Hunter
Un article de Science Officielle.
Jimmy Gnovak considéra le document dont les dorures chatoyantes jetaient un éclat qu'on eût dit paranormal. Sa perplexité se traduisait sous la forme d'une ride verticale entre les deux sourcils, qui donnaient un sérieux intimidant à son regard magnétique. Soudain, son visage se détendit et il adressa à Corinne Teissier un sourire franc et ouvert par le truchement duquel se manifestait sa nature profondément néo-ésotérique et non-conventionnelle.
– Les asiatiques sont pleins de sagesse, dit-il. Ils ont un proverbe que nous devrions inscrire dans la coiffe de nos chapeaux : "La vérité se trouve souvent sous le pinceau de l'artiste".

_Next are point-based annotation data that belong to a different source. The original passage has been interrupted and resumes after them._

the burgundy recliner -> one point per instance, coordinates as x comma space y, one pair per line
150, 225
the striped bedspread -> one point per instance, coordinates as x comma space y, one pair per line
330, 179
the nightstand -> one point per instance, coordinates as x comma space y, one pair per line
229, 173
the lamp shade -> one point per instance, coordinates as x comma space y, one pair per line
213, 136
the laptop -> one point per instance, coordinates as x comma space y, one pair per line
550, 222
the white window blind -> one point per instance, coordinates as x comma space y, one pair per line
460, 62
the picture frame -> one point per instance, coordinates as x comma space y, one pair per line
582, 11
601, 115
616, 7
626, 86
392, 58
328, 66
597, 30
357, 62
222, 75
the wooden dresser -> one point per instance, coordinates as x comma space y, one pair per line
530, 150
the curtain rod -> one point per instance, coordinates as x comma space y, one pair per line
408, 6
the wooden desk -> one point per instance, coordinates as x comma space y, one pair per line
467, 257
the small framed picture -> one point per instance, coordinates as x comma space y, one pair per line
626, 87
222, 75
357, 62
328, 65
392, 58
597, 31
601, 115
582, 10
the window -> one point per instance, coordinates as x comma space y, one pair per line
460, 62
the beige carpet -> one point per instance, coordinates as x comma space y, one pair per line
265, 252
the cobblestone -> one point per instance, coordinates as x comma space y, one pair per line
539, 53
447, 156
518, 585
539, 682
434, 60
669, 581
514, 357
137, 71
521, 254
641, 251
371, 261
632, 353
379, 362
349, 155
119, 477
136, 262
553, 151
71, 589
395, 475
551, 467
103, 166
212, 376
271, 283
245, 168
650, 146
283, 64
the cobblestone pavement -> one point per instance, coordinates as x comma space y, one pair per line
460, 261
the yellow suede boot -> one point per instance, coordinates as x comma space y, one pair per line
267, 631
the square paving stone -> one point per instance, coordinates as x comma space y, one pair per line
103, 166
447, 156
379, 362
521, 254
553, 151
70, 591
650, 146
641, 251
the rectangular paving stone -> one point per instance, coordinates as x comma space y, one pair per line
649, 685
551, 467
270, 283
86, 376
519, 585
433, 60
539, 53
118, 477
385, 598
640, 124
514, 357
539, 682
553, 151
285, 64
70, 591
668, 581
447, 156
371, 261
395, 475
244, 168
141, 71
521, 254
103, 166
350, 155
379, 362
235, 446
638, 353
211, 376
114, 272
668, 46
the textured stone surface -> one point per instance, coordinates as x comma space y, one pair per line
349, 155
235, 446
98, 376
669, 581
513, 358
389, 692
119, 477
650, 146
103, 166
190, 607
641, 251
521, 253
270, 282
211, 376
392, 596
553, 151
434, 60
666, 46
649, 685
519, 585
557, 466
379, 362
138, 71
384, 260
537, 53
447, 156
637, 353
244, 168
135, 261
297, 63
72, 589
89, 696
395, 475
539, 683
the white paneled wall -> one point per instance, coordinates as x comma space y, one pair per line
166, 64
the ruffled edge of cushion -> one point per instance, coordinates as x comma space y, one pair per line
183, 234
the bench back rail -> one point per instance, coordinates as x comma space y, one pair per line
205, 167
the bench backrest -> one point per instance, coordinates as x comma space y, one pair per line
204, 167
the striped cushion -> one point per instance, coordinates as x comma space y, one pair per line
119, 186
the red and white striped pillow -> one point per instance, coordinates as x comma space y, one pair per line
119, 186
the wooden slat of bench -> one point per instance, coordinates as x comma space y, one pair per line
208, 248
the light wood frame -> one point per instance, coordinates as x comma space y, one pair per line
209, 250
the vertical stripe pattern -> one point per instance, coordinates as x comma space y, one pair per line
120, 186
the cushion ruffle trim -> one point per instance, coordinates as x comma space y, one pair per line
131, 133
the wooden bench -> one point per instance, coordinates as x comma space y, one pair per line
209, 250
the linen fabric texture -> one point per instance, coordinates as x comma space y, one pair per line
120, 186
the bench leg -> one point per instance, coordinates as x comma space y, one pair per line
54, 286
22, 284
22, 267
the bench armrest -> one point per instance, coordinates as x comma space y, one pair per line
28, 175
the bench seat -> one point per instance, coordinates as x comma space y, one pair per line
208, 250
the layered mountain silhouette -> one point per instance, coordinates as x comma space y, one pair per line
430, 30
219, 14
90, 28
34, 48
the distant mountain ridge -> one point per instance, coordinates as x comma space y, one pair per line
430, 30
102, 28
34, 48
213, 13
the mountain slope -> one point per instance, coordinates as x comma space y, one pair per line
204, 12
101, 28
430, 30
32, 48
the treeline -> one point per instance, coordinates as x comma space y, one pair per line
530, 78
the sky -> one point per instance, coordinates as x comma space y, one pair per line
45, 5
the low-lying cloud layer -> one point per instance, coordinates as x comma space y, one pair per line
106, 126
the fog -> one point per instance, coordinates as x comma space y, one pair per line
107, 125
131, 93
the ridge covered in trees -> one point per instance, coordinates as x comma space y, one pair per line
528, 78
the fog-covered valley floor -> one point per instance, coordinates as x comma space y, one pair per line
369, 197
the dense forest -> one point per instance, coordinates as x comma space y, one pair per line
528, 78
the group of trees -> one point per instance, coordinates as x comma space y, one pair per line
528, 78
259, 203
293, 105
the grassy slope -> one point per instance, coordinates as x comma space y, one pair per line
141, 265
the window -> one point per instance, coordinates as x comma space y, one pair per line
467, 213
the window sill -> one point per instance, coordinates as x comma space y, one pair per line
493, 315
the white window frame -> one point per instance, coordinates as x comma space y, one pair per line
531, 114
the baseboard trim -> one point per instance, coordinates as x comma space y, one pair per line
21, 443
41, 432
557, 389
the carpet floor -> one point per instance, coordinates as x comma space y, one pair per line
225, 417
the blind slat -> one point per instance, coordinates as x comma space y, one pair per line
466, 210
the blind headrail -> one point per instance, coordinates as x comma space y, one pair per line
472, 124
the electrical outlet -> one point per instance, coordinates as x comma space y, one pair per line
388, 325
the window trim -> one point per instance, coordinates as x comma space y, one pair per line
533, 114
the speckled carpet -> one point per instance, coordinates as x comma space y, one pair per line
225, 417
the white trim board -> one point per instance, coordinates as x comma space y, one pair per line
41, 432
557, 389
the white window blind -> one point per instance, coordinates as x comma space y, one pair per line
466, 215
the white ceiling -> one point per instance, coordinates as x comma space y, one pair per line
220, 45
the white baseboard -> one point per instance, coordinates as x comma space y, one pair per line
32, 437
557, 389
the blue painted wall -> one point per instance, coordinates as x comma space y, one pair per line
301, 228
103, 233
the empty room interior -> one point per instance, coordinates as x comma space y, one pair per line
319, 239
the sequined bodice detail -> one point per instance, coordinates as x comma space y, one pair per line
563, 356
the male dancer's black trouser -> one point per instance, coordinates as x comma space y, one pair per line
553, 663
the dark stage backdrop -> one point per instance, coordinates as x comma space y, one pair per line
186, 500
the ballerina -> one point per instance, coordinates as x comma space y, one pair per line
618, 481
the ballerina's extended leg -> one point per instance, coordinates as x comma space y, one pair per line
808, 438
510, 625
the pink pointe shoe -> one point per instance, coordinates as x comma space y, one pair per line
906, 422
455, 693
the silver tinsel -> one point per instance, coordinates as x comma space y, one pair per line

La jeune femme fronça joliment les arcs gracieux de ses sourcils.
– Je ne comprends pas ce que vous voulez dire, Jimmy. Soyez plus clair, vous savez que je suis une femme.
– Cela, Corinne, je ne pourrais l'oublier même si tant est que je le voulusse, dit-il en la regardant intensément. Regardez donc cette gravure. Elle représente un groupe de personnages évoluant au sein d'un paysage nocturne, dont plusieurs indices laissent résolument à penser qu'il pourrait s'agir de l'Égypte. L'Égypte, terre de mystères s'il en est, bien que certaines énigmes posées par les pyramides soient maintenant résolues. Grâce aux efforts d'une poignée de chercheurs indépendants, on sait sans aucun doute possible qu'elles ont été érigées à l'aide de technologies extra-terrestres, mais ces révélations restent inconnues du grand public car elles sont bridées par l'étouffoir imposé par les pseudo-scientifiques incapables de comprendre ce qui dépasse par trop leur esprit étriqué.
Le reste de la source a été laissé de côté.